Background Tocilizumab (TCZ) is a biological agent which is highly efficacious for rheumatoid arthritis (RA). Although predicting treatment response to TCZ can be especially beneficial since TCZ takes longer time to demonstrate its efficacy as compared with anti-TNFa agents, such methods have not been established. On the other hand, previous reports showed usefulness of DNA array analysis of peripheral blood to predict clinical response to infliximab in RA.

Objectives To establish methods to predict clinical response to TCZ therapy with comprehensive gene expression analysis of peripheral blood mononuclear cells (PBMCs) in patients with RA.

Methods A total of 18 patients who received TCZ for inadequately controlled RA (CDAI >10) were analyzed as a training cohort.
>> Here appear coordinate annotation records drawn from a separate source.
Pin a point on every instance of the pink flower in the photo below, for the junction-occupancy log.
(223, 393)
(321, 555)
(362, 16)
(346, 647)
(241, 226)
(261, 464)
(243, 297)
RNA was extracted from PBMCs before the first administration of TCZ and was analyzed for comprehensive gene expression using Human Whole Genome 4×44K format. Clinical response was assessed over six months using CDAI category improvement and physician’s global assessment.

Results At six months of TCZ treatment, responders and non-responders were identified with two different measures (13 responders and three non-responders for CDAI category improvement; 14 responders and three non-responders for physician’s global assessment). For each response measure, 20 probes were extracted which demonstrated lowest t-test P values for difference in normalized signals between responders and non-responders and also demonstrated >1.5 fold difference between responders and non-responders. 19 common probes between these two response measures were identified, all of which represented a distinctive gene. Clustering analysis of these genes in the training cohort showed a characteristic pattern for non-responders (figure). A prediction model using these genes with a cut-off signal for each probe completely discriminated non-responders from responders in the training cohort.

Figure 1. Expression patterns and clustering of 19 selective genes.

Conclusions Comprehensive gene expression analysis of PBMCs provided a promising result in developing methods to predict clinical response to TCZ therapy for RA.